Published in 1999 by Avon, ATAFFS is the first book in the ongoing Georgia Nicolson series. I bought it on a whim for our daughter. I suppose you could call it “chicklet lit”, the tween and teen version of chick lit. In my house this series has earned its own nickname: book crack. We’ve gone through several copies of each title. They get passed around and around among all of our teens’ friends again and again. This copy, the second one I’ve bought, is tattered and torn, dogeared and soft, scribbled in and taped over. Dragged from pillar to post in backpacks and crammed into little purses. According to my children these books are laughed over and discussed at lunch tables by both boys and girls, although surely they are aimed at girls.

Georgia Nicolson is a fourteen year old English teenager: has pimples, angst, a younger sister, and a crazy cat named Angus. ATAFFS is nominally in an epistolary form, although I find it more accurate to say that it’s written in a stream of consciousness style. Whatever Georgia thinks as she’s writing, she puts down in her journal. Helpfully there’s a glossary to explain the slang- which is, in my house anyway, seemingly the funniest part of the book. Until recently I’d merely played the usual parental role: indulgent pats on the head and more copies of the books for them, but I never read any of them. I’ve plenty of my own books to read, not to mention the usual adult preoccupations.

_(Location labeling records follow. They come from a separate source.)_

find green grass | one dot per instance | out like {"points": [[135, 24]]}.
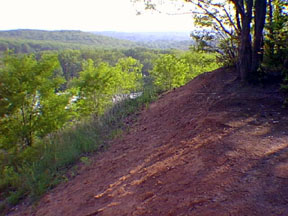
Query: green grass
{"points": [[43, 166]]}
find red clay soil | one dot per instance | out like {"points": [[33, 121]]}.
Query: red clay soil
{"points": [[212, 147]]}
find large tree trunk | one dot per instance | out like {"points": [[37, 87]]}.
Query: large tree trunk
{"points": [[245, 49], [259, 19]]}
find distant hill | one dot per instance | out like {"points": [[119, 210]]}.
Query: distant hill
{"points": [[36, 40], [160, 40]]}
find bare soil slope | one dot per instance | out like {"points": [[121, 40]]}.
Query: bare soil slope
{"points": [[212, 147]]}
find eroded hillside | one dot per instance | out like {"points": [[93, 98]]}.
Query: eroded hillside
{"points": [[212, 147]]}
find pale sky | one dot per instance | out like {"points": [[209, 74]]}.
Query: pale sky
{"points": [[86, 15]]}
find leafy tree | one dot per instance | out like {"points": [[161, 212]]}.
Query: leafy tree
{"points": [[30, 106], [233, 19], [276, 38], [169, 72], [97, 85]]}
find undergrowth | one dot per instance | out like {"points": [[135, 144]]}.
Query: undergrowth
{"points": [[46, 164]]}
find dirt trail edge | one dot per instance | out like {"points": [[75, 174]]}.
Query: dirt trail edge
{"points": [[212, 147]]}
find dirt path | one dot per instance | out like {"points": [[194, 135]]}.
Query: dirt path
{"points": [[212, 147]]}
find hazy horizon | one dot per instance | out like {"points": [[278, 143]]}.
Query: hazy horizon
{"points": [[88, 16]]}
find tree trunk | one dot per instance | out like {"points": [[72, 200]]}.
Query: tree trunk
{"points": [[245, 49], [259, 19]]}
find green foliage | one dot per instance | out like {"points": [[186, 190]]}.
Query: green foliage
{"points": [[200, 62], [276, 40], [97, 85], [56, 153], [169, 72], [30, 107]]}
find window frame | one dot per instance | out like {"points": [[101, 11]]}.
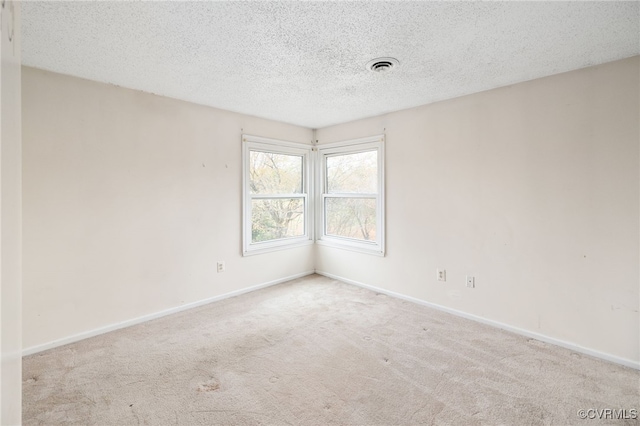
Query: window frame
{"points": [[353, 146], [261, 144]]}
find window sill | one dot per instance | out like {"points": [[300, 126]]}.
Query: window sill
{"points": [[269, 249], [374, 249]]}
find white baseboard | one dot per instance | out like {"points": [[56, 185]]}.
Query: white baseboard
{"points": [[95, 332], [520, 331]]}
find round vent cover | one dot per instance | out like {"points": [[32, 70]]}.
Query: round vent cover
{"points": [[382, 64]]}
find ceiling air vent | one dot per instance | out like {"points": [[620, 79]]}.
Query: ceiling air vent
{"points": [[382, 64]]}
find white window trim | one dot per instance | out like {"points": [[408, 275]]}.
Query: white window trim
{"points": [[250, 142], [351, 146]]}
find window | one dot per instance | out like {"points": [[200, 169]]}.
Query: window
{"points": [[276, 212], [351, 195]]}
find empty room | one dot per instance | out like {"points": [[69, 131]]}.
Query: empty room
{"points": [[313, 213]]}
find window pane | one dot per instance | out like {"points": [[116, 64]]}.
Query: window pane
{"points": [[272, 173], [272, 219], [351, 218], [353, 173]]}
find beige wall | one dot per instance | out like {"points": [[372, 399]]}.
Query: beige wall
{"points": [[533, 189], [129, 201], [10, 219]]}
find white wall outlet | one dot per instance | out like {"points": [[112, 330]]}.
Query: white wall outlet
{"points": [[471, 281]]}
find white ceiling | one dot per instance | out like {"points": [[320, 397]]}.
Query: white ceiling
{"points": [[304, 62]]}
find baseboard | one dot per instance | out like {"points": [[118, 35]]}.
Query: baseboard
{"points": [[112, 327], [497, 324]]}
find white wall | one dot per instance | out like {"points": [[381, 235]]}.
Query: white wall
{"points": [[533, 189], [129, 201], [10, 219]]}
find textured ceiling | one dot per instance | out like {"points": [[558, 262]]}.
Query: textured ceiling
{"points": [[304, 62]]}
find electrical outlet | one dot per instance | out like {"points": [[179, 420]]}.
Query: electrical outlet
{"points": [[471, 281]]}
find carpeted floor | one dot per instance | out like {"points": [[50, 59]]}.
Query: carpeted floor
{"points": [[315, 351]]}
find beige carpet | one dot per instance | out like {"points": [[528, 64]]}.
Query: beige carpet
{"points": [[315, 351]]}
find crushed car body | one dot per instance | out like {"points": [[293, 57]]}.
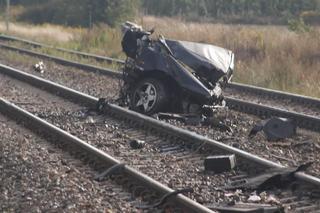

Finally, this summer, I was looking for something quick, easy, funny, light. Our younger son pushed this book into my hands and browbeat me into reading it. He laughed triumphantly when I told him how funny it is, how true to what I remember my teenage years to be. “We’ve only been bugging you to read this for years, mom.” How very true. Much of the plot is typical teenage angst: tests, parents’ embarrassing behavior, yearning from afar. There are two events that stand out for me. One is that Georgia stood up to the school bully when pressured to go into the village on a shoplifting spree. Two is when Georgia “streaks” down the street very late one night during a sleepover.

On the main I enjoyed ATAFFS quite a bit. If the tv show Gossip Girl is anything to go by, this Georgia book is in a more innocent vein- less snarky, less fueled by lust and envy and jealousy. I’m certain I ought to have read this before I gave it to them, but they seem not to have come to any serious harm with my oversight.